Larry Page said in the company's blog post that ''this acquisition will not change our commitment to run Android as an open platform. Motorola will remain a licensee of Android and Android will remain open. We will run Motorola as a separate business.''
The proposed acquisition, which has been approved by the board of both companies, would also revive Google's stagnant TV platform as Motorola is one of the largest manufacturers of set top boxes in the US and could soon become a major player in the living rooms of millions of US homes with its Google TV service.
The deal however is likely to attract anti-trust scrutiny as regulators will want to see whether Google's acquisition will affect competition in the mobile phone market. Google, which is no stranger to regulators scrutiny, is confident that the deal will be passed as it believes the takeover is a way to stay competitive against rivals such as Apple and Microsoft.

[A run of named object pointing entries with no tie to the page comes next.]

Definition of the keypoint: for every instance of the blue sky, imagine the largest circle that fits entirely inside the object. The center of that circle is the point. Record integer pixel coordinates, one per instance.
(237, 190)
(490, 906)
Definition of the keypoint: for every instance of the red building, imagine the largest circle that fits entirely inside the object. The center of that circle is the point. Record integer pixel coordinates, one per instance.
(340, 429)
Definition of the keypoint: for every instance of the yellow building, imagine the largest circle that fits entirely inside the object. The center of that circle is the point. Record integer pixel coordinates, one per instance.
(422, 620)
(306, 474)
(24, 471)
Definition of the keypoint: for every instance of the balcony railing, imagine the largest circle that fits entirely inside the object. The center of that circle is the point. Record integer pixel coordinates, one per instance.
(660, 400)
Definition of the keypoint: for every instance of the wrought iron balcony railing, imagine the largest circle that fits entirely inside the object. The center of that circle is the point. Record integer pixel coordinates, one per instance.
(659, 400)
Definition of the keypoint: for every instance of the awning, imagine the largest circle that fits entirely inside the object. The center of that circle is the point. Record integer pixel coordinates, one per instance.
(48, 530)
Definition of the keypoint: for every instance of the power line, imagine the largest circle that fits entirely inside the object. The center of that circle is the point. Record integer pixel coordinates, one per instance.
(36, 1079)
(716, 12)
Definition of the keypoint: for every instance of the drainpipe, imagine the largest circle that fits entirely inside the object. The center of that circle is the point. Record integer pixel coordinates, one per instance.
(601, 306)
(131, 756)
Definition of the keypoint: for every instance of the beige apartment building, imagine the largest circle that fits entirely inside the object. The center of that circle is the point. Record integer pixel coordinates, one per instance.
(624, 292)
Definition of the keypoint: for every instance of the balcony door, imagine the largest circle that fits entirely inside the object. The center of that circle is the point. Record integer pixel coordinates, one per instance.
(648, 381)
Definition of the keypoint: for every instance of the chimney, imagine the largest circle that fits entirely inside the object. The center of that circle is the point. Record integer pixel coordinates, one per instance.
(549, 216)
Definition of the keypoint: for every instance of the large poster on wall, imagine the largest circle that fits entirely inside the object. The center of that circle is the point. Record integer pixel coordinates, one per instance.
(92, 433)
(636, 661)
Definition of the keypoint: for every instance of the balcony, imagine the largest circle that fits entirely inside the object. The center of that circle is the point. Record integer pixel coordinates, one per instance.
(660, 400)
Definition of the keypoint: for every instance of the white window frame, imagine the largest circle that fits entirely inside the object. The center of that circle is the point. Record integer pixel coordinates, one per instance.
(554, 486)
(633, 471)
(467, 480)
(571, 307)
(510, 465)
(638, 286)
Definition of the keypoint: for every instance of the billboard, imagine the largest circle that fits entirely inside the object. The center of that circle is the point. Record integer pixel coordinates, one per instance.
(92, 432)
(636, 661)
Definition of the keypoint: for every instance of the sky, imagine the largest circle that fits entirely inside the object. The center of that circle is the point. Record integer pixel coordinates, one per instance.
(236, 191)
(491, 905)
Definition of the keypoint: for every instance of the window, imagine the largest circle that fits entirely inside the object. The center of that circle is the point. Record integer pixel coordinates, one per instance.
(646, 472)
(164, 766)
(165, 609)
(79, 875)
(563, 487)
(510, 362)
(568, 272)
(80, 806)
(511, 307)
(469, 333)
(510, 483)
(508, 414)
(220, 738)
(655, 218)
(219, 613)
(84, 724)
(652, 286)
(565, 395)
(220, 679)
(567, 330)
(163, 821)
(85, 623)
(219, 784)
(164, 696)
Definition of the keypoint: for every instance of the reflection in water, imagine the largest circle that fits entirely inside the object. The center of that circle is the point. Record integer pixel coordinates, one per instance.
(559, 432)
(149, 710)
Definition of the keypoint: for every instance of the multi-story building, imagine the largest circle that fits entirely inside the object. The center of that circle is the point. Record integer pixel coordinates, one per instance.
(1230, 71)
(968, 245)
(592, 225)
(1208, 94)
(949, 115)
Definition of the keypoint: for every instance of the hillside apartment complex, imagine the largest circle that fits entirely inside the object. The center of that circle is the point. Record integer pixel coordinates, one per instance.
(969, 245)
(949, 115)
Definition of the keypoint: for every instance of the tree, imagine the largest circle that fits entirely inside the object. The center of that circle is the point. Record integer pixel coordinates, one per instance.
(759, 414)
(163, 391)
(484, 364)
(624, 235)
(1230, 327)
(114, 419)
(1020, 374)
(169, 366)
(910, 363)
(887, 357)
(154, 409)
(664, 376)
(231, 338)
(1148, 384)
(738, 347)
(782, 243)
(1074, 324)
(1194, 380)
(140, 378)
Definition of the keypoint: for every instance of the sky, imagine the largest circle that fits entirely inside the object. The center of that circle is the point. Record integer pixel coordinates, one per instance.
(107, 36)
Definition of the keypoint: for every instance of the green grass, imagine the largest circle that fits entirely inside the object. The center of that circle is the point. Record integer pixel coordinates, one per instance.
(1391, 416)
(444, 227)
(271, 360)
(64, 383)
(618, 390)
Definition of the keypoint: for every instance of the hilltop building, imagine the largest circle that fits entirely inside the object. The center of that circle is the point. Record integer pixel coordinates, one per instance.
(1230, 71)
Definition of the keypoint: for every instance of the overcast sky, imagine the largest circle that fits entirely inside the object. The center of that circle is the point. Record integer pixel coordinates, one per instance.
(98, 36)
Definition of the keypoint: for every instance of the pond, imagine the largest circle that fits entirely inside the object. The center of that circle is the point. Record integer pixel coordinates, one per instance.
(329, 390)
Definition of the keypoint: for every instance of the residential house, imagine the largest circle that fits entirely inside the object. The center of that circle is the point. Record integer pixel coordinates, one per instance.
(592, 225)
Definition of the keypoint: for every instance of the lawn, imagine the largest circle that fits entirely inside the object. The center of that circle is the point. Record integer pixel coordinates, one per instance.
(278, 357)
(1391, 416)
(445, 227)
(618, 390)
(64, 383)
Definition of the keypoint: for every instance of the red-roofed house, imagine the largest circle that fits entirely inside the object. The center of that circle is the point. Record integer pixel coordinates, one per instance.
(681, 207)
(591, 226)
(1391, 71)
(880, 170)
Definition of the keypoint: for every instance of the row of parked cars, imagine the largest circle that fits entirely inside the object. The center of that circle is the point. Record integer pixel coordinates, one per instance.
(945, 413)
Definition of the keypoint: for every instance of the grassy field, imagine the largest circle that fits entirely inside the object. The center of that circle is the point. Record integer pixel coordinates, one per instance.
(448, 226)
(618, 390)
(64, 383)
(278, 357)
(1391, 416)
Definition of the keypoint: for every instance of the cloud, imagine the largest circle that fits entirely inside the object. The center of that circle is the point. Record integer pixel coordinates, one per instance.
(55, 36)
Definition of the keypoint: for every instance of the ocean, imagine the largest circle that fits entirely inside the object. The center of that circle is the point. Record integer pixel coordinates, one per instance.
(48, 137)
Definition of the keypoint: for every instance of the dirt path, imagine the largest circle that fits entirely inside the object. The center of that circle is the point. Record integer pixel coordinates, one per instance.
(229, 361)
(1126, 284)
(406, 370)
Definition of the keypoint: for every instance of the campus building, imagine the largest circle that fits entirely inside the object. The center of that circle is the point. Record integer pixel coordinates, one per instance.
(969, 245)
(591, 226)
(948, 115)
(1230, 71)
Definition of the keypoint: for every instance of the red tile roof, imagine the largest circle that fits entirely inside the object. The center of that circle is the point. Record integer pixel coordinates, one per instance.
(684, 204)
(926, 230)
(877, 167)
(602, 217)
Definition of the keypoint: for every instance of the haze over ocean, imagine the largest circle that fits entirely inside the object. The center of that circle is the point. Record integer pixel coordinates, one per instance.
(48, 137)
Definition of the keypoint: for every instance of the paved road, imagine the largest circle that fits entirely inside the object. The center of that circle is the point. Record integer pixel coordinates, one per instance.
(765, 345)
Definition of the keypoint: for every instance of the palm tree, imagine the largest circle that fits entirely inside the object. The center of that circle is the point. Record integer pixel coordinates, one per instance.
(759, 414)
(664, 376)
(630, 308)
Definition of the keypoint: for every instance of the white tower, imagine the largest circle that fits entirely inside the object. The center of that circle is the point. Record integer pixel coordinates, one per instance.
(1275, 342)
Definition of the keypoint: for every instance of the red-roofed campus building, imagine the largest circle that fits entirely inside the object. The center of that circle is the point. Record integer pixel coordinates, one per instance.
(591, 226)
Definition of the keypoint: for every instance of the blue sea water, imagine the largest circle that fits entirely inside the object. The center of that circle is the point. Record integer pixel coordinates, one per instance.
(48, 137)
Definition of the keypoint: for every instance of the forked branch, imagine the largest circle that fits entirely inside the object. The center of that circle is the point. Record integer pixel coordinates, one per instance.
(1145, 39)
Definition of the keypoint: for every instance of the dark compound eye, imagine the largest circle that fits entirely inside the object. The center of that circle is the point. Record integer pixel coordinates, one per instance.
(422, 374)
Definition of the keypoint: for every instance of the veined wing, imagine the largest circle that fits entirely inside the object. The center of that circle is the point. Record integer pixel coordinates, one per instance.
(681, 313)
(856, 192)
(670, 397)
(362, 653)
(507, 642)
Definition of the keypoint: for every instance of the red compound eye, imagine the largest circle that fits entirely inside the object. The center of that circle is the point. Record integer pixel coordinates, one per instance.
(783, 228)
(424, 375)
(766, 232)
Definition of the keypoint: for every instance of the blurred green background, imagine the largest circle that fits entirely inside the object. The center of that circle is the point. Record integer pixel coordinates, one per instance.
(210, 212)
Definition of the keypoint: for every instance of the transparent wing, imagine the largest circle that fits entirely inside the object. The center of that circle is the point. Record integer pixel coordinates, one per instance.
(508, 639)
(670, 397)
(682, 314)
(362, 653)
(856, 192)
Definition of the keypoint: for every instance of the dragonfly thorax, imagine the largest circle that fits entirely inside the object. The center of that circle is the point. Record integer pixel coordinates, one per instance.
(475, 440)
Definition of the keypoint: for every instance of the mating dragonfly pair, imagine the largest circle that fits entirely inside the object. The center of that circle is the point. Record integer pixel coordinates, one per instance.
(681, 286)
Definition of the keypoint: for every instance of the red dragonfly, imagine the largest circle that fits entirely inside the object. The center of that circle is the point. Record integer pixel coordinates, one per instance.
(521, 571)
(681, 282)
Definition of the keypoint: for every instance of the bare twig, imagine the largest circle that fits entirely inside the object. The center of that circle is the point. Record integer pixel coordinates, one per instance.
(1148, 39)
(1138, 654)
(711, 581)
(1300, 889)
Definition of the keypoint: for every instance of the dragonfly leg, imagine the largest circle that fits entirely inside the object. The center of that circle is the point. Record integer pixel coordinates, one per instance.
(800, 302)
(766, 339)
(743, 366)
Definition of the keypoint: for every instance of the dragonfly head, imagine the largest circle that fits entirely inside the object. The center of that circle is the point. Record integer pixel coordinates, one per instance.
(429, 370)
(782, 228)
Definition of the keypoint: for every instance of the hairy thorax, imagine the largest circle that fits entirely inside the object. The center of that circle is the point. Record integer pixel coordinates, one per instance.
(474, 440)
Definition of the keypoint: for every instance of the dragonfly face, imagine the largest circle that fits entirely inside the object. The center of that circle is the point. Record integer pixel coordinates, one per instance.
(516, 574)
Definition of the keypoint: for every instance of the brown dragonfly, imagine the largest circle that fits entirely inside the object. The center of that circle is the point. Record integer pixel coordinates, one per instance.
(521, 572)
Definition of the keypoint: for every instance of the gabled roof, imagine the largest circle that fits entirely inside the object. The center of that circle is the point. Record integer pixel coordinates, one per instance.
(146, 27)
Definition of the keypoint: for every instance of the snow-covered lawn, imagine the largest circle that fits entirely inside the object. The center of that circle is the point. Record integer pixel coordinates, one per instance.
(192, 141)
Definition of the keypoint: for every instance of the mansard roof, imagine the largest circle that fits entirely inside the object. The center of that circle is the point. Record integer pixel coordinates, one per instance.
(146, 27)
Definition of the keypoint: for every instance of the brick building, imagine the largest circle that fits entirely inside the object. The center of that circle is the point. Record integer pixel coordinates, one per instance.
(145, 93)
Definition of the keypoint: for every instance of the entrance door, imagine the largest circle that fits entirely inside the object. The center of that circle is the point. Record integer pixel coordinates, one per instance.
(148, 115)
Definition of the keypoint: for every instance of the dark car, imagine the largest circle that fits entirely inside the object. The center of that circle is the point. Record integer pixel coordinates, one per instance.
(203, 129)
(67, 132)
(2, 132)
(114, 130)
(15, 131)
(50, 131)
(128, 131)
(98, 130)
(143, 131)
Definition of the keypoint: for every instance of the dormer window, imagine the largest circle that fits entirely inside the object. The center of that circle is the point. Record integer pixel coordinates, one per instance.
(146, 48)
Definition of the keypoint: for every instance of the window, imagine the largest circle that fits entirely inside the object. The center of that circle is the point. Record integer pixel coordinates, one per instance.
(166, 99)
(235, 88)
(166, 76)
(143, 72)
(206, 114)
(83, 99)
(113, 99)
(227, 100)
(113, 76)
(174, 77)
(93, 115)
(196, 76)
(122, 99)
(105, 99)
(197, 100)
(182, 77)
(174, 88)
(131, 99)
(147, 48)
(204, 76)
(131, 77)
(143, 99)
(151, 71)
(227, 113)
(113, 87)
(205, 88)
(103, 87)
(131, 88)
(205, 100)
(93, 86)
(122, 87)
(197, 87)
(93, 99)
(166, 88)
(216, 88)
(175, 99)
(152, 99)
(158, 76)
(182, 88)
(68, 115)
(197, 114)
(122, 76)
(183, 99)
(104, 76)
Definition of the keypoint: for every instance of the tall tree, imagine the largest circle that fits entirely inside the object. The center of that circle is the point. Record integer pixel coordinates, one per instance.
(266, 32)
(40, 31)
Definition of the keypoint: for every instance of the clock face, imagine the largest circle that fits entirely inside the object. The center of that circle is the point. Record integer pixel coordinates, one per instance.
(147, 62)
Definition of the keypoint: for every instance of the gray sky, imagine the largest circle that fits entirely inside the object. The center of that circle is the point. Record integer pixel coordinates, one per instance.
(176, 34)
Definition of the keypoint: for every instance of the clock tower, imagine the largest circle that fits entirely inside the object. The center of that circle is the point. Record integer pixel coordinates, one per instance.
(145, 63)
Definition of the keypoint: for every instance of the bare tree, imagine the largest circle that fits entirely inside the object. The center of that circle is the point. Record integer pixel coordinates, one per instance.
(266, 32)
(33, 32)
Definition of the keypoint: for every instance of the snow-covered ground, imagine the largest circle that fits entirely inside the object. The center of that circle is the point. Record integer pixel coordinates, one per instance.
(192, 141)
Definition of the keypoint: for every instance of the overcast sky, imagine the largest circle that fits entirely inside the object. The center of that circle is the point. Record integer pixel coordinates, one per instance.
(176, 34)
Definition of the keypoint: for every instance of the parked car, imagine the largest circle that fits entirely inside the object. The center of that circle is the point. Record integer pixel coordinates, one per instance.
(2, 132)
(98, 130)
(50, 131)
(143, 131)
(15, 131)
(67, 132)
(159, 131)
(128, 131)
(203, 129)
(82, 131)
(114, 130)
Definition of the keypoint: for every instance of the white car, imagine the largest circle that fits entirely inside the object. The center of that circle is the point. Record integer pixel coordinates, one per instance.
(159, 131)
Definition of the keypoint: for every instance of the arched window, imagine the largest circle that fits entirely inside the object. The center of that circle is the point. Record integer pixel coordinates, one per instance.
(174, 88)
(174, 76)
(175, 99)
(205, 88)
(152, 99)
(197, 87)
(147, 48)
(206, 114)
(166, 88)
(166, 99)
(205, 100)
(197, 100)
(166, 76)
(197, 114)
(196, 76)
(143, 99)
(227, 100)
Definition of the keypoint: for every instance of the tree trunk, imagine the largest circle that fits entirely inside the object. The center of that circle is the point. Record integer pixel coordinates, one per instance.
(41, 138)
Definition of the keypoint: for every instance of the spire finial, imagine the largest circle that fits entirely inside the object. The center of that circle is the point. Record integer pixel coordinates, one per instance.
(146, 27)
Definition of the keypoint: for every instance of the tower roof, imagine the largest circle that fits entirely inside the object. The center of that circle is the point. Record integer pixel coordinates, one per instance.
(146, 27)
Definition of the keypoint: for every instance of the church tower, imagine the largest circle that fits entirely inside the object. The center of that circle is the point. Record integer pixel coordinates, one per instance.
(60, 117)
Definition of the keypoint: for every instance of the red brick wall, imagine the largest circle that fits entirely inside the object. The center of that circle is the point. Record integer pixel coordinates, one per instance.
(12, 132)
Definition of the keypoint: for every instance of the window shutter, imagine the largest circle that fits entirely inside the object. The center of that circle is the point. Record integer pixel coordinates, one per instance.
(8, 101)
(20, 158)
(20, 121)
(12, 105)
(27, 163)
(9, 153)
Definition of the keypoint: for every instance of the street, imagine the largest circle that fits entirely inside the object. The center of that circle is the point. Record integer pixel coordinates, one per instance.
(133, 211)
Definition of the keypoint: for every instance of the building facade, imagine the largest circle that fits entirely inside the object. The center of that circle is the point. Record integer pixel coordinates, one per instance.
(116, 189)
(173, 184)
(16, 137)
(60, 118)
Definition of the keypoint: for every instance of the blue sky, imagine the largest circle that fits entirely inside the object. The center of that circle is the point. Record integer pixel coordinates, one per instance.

The fact that the Internet giant had agreed to pay a $-.5 billion reverse termination fee if it walked away from the deal while Motorola would pay only $375 million as its break-up fee for taking up another offer, shows that both companies are nervous on the deal passing the eagle eye of US regulators.
But if the deal goes through, billionaire investor Carl Icahn will make a neat pile of $600 million at Google's offer price of $40 per share, while Sanjay Jha will take home around $90 million.